Multi-sensor fusion using random forests for daily fractional snow cover at 30 m

https://doi.org/10.1016/j.rse.2021.112608Get rights and content

Highlights

  • Data from two satellites were fused for daily 30 m fractional snow cover (fSCA)

  • Satellite data was combined using a two-stage random forest algorithm

  • fSCA from MODIS is the most important variable for classification and prediction

  • Fusion has an accuracy of 97% with similar performance throughout the year

Abstract

In addition to providing water for nearly 2 billion people, snow drives resource selection by wildlife and influences the behavior and demography of many species. Because snow cover is highly spatially and temporally variable, mapping its extent using currently available satellite data remains a challenge. At present, there are no sensors acquiring daily data of Earth's entire surface at fine spatial resolutions (< 30 m) in wavelengths required for snow cover retrieval, namely: visible, near-infrared, and shortwave infrared. Fine scale observations at 30 m from Landsat are available at 16-day intervals since 1982 and at 8-day intervals since 1999. However, over this duration, snow can accumulate, ablate, or both, making the Landsat data ineffective for many applications. Conversely, the Moderate Resolution Imaging Spectroradiometer (MODIS) atmospherically corrected daily reflectance data, have a coarse spatial resolution of 463 m and thus, are not ideal for snow cover mapping either. This spatial and temporal resolution tradeoff limits the use of these data for a wide range of snow cover applications and indicates a pressing need for data fusion. To address this need, we use a physically-based, spectral-mixture-analysis approach for mapping fractional snow cover (fSCA) and a two-stage random forest algorithm to produce daily 30 m fSCA. We test our algorithm in the US Sierra Nevada and find MODIS fSCA is the most important predictor. We cross validate using 170 Landsat scenes and while snow cover varies immensely in time we find little variation in errors between seasons, a small bias of 0.01, and an overall accuracy of 0.97 with slightly higher precision than recall. This technique for accurate, daily, high-resolution snow cover retrievals could be applied more broadly for analyses of regional energy budget, validating snow cover in global and regional models, and for quantifying changes in the availability of biotic resources in ecosystems.

Introduction

One quarter to one sixth of the global population depends on water from snow and ice melt (Barnett et al., 2005; Mankin et al., 2015). Snow is a natural reservoir of water, but it has a complex spatial and temporal distribution that make accurate creation of snow cover maps and the estimation of snow water equivalent (SWE) difficult. These difficulties in snow estimation manifest in runoff forecast errors and can have significant impacts on water managers (Stillinger et al., 2021), agricultural users, and others who depend on accurate water allocation estimates.
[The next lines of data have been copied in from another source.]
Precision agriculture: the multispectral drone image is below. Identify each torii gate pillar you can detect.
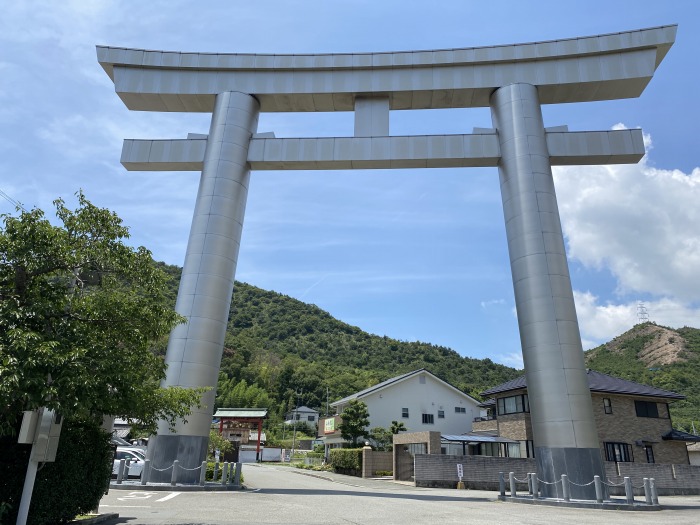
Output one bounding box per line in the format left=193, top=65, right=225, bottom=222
left=491, top=83, right=602, bottom=496
left=147, top=92, right=259, bottom=482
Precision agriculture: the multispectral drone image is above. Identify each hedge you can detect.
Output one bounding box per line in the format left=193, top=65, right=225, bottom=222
left=0, top=418, right=113, bottom=525
left=328, top=448, right=363, bottom=476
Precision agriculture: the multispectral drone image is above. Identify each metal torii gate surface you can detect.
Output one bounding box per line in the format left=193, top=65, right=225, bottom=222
left=97, top=25, right=676, bottom=496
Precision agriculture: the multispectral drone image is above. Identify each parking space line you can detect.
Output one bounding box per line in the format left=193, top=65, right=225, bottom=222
left=155, top=492, right=181, bottom=502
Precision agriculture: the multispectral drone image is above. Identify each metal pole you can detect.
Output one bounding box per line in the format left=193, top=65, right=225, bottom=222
left=594, top=475, right=604, bottom=503
left=16, top=457, right=38, bottom=525
left=509, top=472, right=516, bottom=497
left=561, top=474, right=570, bottom=502
left=624, top=476, right=634, bottom=505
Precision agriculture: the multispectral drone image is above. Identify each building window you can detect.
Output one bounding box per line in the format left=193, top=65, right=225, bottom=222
left=455, top=407, right=466, bottom=414
left=505, top=442, right=521, bottom=458
left=603, top=398, right=612, bottom=414
left=438, top=410, right=445, bottom=419
left=295, top=414, right=300, bottom=420
left=497, top=394, right=530, bottom=415
left=422, top=413, right=434, bottom=424
left=402, top=408, right=409, bottom=418
left=307, top=415, right=315, bottom=422
left=644, top=445, right=655, bottom=464
left=605, top=442, right=634, bottom=462
left=635, top=400, right=659, bottom=418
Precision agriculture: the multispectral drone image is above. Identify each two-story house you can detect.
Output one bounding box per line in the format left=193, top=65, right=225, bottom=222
left=319, top=369, right=482, bottom=450
left=474, top=369, right=693, bottom=464
left=284, top=406, right=320, bottom=427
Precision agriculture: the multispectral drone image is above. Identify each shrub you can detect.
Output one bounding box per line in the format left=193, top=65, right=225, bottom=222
left=328, top=448, right=362, bottom=475
left=1, top=418, right=113, bottom=525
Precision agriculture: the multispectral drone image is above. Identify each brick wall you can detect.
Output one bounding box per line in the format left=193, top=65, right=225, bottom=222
left=591, top=393, right=688, bottom=465
left=604, top=461, right=700, bottom=495
left=414, top=454, right=536, bottom=489
left=362, top=449, right=393, bottom=478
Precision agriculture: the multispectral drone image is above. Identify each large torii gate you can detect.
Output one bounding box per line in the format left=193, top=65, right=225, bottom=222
left=98, top=25, right=676, bottom=496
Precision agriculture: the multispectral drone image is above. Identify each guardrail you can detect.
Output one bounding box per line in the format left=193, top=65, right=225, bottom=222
left=114, top=458, right=242, bottom=487
left=499, top=471, right=659, bottom=506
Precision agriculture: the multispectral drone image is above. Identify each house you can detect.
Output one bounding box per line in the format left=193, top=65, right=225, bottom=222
left=474, top=369, right=696, bottom=464
left=319, top=369, right=482, bottom=450
left=284, top=406, right=320, bottom=426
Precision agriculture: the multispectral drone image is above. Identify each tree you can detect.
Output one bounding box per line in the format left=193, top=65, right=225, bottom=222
left=390, top=420, right=407, bottom=434
left=338, top=399, right=370, bottom=445
left=368, top=427, right=393, bottom=451
left=0, top=193, right=201, bottom=436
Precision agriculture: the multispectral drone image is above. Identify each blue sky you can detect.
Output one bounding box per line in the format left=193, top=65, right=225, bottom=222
left=1, top=1, right=699, bottom=368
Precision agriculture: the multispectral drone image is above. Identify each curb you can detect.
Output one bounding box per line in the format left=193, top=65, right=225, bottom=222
left=69, top=512, right=119, bottom=524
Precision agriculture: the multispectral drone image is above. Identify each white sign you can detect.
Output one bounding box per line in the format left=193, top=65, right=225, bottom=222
left=457, top=463, right=463, bottom=481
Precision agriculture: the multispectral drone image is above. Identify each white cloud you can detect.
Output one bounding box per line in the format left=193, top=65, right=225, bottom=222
left=554, top=135, right=700, bottom=302
left=573, top=291, right=700, bottom=349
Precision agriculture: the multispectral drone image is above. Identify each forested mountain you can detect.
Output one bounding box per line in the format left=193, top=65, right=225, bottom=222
left=585, top=323, right=700, bottom=432
left=156, top=263, right=699, bottom=433
left=155, top=263, right=521, bottom=426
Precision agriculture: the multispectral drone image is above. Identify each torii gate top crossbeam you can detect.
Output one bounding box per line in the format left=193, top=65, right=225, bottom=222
left=97, top=25, right=676, bottom=113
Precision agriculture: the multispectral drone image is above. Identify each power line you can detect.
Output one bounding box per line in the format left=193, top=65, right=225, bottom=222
left=0, top=188, right=27, bottom=212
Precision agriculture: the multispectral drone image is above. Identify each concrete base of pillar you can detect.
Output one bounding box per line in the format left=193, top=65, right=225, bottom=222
left=535, top=446, right=607, bottom=500
left=146, top=434, right=209, bottom=484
In addition to its impact on water resources, snow influences the survival of mountain ungulates and profoundly affects the energetic costs of living in colder environments (Conner et al., 2018; Stephenson et al., 2020). In mountainous or northern climates, snow determines the availability of forage and the energy that must be expended to acquire food for much of the year (Parker et al., 1984; Schwab and Pitt, 1987). For example, bighorn sheep in alpine environments exhibit multiple migratory behaviors including alpine residency during winter (Spitz et al., 2018) and select habitat in response to snowscapes. Finer scale snow metrics improve predictive models of the movement and resource selection of these animals (Mahoney et al., 2018). Consequently, snow cover is an essential parameter in habitat models designed to predict resource selection (Spitz et al., 2020).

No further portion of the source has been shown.